Tina ricambiò il suo sorriso ed annuì, piegando poi il
capo all’indietro e strofinando una guancia contro la sua. Giulia
si piegò sul suo collo per baciarlo, mentre faceva scivolare le
mani sul suo ventre e le muoveva gentilmente per asciugarla,
salì dopo poco anche sul petto, infine, terminata
l’operazione, rimase semplicemente ad abbracciarla teneramente,
strofinando il naso dietro il suo orecchio.
“Hai sonno?” le chiese dopo qualche minuto.
“Un po’”
“Vestiti allora, prima di prendere freddo, e andiamo a letto”
Giulia le diede un ultimo bacio sulla guancia prima di uscire dal bagno per andare a prepararsi a sua volta per la notte.
Quando Tina poco dopo uscì dal bagno, con indosso il pigiama,
Giulia era già a letto. L’aspettava seduta con la schiena
poggiata alla spalliera e le ginocchia piegate al petto e circondate
dalle braccia. Batté con una mano sul posto vuoto accanto al suo
e Tina ci saltò sopra dopo una piccola rincorsa.
“Hai ritrovato le forze?” la prese in giro Giulia.
“Al contrario, ho speso così l’ultimo grammo che mi restava” ribatté Tina ironica.
L’avvocato tirò via le coperte in modo che potessero
scivolarvi sotto e, una volta al caldo, sentì che Tina le si
avvicinava posandole il capo su una spalla e circondandole la vita con
un braccio.
“Ti do fastidio?” s’informò quest’ultima con la voce soffocata dalle coperte.

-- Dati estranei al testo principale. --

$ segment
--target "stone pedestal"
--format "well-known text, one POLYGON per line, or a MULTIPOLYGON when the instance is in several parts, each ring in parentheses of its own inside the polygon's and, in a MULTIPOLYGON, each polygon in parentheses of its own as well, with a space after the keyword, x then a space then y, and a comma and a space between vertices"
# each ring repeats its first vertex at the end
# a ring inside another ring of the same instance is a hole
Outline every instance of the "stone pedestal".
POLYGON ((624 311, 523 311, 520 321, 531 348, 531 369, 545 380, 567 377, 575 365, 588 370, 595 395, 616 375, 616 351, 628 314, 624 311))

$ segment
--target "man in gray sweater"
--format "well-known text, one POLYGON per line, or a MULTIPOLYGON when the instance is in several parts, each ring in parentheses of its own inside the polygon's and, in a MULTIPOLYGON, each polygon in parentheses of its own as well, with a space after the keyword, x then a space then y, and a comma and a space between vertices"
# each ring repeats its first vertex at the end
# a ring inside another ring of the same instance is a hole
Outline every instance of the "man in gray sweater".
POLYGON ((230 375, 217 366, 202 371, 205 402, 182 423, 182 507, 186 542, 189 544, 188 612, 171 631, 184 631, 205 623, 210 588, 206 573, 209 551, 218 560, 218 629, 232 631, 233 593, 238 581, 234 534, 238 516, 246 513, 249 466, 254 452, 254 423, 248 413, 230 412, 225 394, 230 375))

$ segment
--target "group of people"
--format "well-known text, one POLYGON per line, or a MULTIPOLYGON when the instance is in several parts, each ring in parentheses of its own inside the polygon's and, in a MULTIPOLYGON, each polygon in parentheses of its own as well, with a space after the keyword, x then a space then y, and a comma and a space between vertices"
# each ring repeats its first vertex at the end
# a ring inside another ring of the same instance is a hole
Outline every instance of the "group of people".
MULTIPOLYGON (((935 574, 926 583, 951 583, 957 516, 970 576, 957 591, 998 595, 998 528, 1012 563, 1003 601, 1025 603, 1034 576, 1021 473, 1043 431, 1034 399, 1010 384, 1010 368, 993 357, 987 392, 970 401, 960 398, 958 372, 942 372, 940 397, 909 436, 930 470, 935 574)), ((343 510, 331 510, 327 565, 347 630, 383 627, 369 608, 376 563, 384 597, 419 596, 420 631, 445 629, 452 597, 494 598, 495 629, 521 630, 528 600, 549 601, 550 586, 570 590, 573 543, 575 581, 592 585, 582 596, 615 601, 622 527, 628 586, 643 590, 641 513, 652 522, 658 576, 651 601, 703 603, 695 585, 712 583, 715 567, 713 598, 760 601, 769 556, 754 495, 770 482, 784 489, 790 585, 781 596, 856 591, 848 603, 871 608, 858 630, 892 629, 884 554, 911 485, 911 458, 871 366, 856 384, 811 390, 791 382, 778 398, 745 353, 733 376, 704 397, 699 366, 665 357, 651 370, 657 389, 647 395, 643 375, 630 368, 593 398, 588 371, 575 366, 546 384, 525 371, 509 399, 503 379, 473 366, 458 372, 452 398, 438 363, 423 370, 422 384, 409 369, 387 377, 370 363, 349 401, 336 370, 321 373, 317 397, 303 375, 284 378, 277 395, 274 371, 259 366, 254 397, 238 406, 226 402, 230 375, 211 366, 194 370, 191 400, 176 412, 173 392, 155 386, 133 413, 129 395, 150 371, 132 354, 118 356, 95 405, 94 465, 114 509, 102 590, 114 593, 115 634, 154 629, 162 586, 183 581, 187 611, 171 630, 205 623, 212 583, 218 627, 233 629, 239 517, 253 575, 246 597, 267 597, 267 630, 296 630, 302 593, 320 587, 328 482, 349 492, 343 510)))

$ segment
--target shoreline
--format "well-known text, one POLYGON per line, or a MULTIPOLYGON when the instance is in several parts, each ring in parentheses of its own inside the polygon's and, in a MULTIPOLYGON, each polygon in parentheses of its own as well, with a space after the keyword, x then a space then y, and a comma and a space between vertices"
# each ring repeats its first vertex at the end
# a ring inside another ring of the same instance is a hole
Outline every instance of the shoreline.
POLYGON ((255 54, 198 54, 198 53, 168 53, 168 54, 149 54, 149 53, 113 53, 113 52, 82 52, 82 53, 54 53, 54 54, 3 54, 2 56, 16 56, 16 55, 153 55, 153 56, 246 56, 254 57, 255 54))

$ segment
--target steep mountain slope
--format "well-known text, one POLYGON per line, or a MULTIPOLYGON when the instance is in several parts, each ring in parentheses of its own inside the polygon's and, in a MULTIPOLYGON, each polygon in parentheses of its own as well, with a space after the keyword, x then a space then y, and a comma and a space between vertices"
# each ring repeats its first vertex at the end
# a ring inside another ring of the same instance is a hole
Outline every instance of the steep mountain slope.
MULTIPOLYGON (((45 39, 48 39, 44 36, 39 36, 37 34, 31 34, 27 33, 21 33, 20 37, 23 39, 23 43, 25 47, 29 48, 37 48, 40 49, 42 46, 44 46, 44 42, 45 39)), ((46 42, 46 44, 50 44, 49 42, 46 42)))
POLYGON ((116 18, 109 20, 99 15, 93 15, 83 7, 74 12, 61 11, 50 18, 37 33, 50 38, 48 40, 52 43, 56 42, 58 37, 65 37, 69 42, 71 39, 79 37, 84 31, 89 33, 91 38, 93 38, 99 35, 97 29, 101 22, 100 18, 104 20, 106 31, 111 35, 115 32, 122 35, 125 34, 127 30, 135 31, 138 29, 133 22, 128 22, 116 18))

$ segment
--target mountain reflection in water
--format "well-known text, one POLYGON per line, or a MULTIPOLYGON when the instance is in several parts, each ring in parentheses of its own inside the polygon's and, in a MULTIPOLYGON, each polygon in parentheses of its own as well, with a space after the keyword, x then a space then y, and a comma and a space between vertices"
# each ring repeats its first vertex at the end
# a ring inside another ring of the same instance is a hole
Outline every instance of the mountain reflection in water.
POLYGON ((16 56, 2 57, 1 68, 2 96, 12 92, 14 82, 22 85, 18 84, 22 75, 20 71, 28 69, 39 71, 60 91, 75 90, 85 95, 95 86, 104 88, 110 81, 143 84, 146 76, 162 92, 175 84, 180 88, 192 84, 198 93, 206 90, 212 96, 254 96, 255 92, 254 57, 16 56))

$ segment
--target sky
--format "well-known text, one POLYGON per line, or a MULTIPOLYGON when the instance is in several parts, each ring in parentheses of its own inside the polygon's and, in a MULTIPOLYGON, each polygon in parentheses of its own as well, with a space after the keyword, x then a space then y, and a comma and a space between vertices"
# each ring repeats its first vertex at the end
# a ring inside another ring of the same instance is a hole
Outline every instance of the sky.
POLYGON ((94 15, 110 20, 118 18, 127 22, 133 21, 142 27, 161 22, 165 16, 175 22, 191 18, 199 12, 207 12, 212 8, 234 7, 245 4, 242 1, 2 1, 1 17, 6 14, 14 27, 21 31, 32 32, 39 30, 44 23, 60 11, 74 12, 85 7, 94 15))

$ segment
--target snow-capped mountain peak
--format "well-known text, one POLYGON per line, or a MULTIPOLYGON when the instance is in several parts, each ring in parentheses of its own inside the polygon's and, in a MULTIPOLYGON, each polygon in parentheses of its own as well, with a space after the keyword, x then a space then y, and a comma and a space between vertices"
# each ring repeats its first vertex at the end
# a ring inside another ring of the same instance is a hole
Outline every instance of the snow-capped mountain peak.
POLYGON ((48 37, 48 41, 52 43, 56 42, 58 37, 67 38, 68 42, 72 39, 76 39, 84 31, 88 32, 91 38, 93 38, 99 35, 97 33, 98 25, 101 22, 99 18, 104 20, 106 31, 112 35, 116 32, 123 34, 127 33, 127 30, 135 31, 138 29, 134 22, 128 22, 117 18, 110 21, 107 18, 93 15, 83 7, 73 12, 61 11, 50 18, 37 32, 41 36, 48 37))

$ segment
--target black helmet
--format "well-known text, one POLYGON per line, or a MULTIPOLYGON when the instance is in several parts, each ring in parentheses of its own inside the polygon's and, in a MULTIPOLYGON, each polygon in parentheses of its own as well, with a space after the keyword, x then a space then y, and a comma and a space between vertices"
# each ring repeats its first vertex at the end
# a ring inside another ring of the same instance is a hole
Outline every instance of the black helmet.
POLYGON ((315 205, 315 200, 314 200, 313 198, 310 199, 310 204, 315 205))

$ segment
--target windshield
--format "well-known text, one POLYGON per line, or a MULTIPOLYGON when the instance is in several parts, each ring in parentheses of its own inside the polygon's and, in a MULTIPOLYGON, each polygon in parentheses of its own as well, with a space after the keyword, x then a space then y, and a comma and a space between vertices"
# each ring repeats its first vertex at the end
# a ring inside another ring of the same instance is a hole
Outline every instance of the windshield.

“No, per niente. Tu stai bene così?” replicò
Giulia passandole un braccio dietro le spalle per stare più
comoda.
“Sei morbida” ridacchiò Tina in risposta.
“Ah, buono a sapersi” sbuffò l’altra ironica
“Buonanotte, amore” aggiunse dopo dandole un leggero bacio
sulla fronte.
“Notte” biascicò Tina, probabilmente già con un piede nel mondo dei sogni.